Het NLR laat zich met zijn nieuwe torensimulator weer eens van zijn beste kant zien! Geen enkel ander Europees land heeft iets vergelijkbaars in huis en daar mogen we met zijn allen best trots op zijn. Het NLR voorop natuurlijk.

Toch is dat niet de belangrijkste reden waarom ik zo blij ben met deze nieuwe simulator op Nederlandse bodem. Internationaal vooroplopen is namelijk geen doel op zich. Maar de veiligheid in de lucht is dat wél en op dat gebied kan de NARSIM toren ons weer een paar stappen vooruit helpen. Daar gaat het mij dus vooral om.

Het thema van vandaag - `Uitzicht op veiligheid' - is in méér dan één opzicht goed gekozen. De enorme schermen van 4 bij 11 meter in de torensimulator bieden letterlijk een breed uitzicht op meer veiligheid. Tegelijkertijd geeft het woord `uitzicht' aan dat veiligheid iets is waar je nooit klaar mee bent. Honderd procent veiligheid bestaat niet en een ongeluk is nooit helemaal uit te sluiten. Wat je wel kunt en moet doen, is werken aan permanente verbetering zodat het uitzicht wél steeds mooier wordt.

Natuurlijk gaat het daarbij in eerste instantie om het voorkomen van ongelukken met vliegtuigen. Maar er speelt ook nog een ander belangrijk aspect mee. Een veiliger luchtruim is namelijk ook een groter luchtruim. Daar bedoel ik dit mee. Schiphol is van enorm belang voor de Nederlandse economie. We kunnen de concurrentiepositie van de mainport alleen handhaven en uitbouwen als het aantal vliegbewegingen kan groeien. En het is een feit dat de capaciteit in het luchtruim nauw samenhangt met de manier waarop we onze veiligheidssystemen inrichten. Permanent werken aan verbetering van de veiligheid is dus ook: permanent werken aan een sterke positie van de Nederlandse luchtvaart. Die twee doelen grijpen naadloos in elkaar.

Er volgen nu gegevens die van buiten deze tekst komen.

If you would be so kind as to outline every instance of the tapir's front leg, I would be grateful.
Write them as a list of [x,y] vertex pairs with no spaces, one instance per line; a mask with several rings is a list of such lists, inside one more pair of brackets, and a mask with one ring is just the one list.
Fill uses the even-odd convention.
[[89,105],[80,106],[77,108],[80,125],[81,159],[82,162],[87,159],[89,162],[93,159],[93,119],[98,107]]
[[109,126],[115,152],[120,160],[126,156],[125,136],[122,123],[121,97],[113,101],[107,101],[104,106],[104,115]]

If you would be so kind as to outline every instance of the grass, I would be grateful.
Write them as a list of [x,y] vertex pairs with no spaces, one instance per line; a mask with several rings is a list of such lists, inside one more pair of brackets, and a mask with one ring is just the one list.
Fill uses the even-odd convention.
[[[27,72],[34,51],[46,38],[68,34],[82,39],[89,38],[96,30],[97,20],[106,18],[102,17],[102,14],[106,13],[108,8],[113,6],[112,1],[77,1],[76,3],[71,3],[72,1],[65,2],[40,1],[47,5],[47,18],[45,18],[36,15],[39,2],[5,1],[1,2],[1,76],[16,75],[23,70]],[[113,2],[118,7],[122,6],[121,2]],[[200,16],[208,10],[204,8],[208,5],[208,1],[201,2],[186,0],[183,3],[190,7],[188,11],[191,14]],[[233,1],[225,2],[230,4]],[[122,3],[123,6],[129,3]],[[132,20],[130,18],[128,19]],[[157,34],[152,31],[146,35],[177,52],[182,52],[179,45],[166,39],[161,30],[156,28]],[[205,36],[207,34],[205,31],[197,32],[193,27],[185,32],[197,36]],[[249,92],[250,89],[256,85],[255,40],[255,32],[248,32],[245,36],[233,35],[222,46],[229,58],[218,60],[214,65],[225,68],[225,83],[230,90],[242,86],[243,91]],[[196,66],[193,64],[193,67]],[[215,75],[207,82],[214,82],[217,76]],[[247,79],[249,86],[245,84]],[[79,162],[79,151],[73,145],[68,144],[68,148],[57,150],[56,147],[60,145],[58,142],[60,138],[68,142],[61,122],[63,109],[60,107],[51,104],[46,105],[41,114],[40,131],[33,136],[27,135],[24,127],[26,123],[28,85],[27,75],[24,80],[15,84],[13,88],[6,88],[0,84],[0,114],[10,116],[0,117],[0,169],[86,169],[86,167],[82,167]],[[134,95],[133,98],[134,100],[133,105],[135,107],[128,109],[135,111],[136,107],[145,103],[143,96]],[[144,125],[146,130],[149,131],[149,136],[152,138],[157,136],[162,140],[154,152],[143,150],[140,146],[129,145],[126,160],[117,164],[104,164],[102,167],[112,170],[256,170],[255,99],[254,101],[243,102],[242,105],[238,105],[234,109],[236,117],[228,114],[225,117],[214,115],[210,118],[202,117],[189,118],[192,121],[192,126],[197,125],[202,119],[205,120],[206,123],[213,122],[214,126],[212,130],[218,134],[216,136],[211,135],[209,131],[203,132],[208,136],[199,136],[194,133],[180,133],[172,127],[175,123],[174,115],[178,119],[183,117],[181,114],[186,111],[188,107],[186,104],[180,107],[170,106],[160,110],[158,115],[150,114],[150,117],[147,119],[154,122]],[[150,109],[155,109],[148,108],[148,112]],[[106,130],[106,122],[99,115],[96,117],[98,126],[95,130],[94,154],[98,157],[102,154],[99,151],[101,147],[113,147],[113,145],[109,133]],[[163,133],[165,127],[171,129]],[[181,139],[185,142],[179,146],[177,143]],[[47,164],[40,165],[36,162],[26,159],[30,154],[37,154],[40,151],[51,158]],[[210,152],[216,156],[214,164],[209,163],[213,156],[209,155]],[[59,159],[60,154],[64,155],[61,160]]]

In de praktijk levert dit steeds weer nieuwe kennisvragen op. Een bekend voorbeeld voor sommigen van u is het overleg tussen de luchtverkeersleiding, KLM en de luchtmacht over een mogelijke herindeling van het Nederlandse luchtruim op de lange termijn. Een belangrijk doel van dit overleg is ruimte creëren voor groei van de burgerluchtvaart. Maar dat moet wel gebeuren op basis van grondig onderzoek naar de effecten, onder andere voor milieu en veiligheid. Het NLR vervult daarin natuurlijk ook een rol, maar dat zal u niet verbazen.

Kennis is dus een eerste sleutelwoord in het veiligheidsverhaal. Het tweede kernbegrip is samenwerking; nationaal, maar vooral ook internationaal. Simpelweg omdat twee méér weten dan één. Maar ook omdat internationale kennisuitwisseling bijdraagt aan een gezamenlijke visie op veiligheid en dus aan een level playing field op dit gebied.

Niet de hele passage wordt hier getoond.